This page documents my experiments on how SAMP can be used from a Web Application served from an HTTPS, rather than HTTP, web page (I'm tentatively calling this the TLS Profile or tlsamp). This is not straightforward; see my presentations on the topic from Sydney, Edinburgh, Cape Town.

Below are some resources which give the results of my experiments to date, and some instructions on how you can try this out at home. In terms of functionality I believe it should work in the same way as the existing Web Profile, except (a) it will be slower (especially if you are far from the server) and (b) URL translation is not currently implemented, so you can't read data sent from desktop SAMP clients to TLS SAMP clients (most Web SAMP clients don't currently need to do that).

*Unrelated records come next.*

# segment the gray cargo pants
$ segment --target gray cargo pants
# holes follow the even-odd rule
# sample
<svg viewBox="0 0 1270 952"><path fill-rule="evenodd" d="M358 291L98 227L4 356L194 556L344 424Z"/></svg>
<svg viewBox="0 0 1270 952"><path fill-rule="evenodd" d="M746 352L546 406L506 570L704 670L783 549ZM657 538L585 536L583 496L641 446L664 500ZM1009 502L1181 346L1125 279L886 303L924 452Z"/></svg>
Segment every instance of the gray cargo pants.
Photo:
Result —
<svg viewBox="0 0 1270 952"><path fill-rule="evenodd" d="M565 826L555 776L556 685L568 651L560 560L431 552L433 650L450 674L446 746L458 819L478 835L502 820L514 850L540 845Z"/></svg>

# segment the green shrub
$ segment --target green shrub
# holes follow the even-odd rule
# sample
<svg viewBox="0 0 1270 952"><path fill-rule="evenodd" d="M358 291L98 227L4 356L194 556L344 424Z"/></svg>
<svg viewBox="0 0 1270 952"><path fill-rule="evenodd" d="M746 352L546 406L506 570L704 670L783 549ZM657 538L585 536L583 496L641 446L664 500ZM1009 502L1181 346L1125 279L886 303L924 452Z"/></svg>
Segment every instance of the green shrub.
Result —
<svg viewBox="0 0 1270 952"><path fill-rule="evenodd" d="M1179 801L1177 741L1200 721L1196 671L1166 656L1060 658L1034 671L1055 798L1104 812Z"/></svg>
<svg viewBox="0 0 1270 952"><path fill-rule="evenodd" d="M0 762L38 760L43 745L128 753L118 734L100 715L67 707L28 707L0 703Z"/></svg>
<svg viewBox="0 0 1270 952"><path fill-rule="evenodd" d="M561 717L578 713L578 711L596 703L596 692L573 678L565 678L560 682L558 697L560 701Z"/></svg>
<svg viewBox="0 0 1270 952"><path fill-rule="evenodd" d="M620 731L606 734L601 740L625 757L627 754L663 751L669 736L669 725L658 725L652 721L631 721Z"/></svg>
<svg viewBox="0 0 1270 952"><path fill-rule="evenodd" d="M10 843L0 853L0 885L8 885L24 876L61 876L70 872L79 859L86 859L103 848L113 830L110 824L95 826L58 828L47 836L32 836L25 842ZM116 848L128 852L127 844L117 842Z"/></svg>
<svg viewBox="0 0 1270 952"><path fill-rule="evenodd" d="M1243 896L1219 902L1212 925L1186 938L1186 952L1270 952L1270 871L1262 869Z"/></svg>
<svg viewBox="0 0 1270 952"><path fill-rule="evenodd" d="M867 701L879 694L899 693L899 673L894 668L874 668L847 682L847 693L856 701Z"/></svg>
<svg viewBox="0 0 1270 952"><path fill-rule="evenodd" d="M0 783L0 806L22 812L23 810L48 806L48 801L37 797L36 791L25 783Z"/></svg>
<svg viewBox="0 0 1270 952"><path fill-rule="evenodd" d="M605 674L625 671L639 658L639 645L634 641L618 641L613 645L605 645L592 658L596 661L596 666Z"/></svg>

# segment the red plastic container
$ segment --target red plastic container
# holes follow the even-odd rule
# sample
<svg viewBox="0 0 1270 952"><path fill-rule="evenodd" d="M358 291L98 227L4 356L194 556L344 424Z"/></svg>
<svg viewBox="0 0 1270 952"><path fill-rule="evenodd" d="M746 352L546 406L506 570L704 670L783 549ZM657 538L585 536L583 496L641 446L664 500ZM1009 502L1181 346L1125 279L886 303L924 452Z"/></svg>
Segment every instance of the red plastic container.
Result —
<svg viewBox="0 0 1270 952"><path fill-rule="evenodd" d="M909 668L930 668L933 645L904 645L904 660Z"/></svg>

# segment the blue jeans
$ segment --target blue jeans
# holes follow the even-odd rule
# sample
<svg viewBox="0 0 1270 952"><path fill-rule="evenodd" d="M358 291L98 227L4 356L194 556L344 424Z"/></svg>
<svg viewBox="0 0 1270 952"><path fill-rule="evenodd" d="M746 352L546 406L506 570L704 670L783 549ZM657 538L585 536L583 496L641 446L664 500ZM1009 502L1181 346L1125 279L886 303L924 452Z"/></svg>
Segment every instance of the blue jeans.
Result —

It's still not clear to me whether it makes sense to incorporate all this into a future version of the SAMP standard. That depends on input from other potential deployers of SAMP-from-HTTPS. If that's you, I'd like to know:

  1. Can you get it working?
  2. Do you want/need to use it?
  3. Do you want/need to read incoming URLs? (not currently working)

If you have input along these lines please contact me or discuss on the apps@ivoa.net or apps-samp@ivoa.net mailing list.

Or if all this sounds too complicated (which it is): you can look at sampload, a much dumber solution to part of the same problem.


HTTPS-capable hub:
Run java -jar tlshub.jar
HTTP examples:
HTTPS examples:
Deployable web application:
Description of the prototype protocol:
Prototype protocol implementation source code:

Try it out

1. Try the examples above

These are example web applications based on the experimental TLS profile deployed on my HTTP/HTTPS servers.

  1. Start the HTTPS-capable hub linked above (download and run the jar file); make sure you don't have any other hub running first
  2. Start some other SAMP-capable applications (e.g. TOPCAT)
  3. Point your browser at the HTTP examples and HTTPS examples links above. Try the example web apps in both HTTP and HTTPS versions. Do they work?

2. Deploy the examples servlet on your HTTPS site

For this you need to have a running servlet container (e.g. Tomcat) running from HTTPS (i.e. with a certificate). That's necessary because the TLS profile requires you to run a separate server component alongside the web application itself, in order to relay SAMP calls from the web app to the hub. It is possible to do that using a relay deployed on a different machine or using a standalone HTTPS server rather than a servlet container, but here I just document doing it from within the same servlet.

  1. Deploy the .war file listed above into your servlet container (fiddle with the web.xml file as required)
  2. Try out the examples as in the previous exercise, but this time pointing at the deployment on your HTTPS server.

3. Write your own HTTPS-capable web clients

  1. Take the content of the .war file, but add some example web applications of your own (.html files with suitable javascript). If you have one that already uses samp.js, you can just replace that with the tlsamp.js file above, and modify the connector setup like this:
          var connector = new samp.Connector(clientName, metaData);
          // This is the part that's required for use with HTTPS.
          // You need to set the connector profile property to an instance of
          // samp.TlsProfile, pointing to a hub relay XML-RPC server.
          // The value of relay here is the URL of the Relay servlet as
          // set up in the provided war file; adjust it if the relay has
          // a different URL.
          if (location.protocol === "https:") {
              var relay = baseUrl + "xmlrpc";
              connector.profile = new samp.TlsProfile(relay);
  2. Deploy it as before; the relay component has to be running.
  3. Point your browser at it and see if the SAMP functionality works.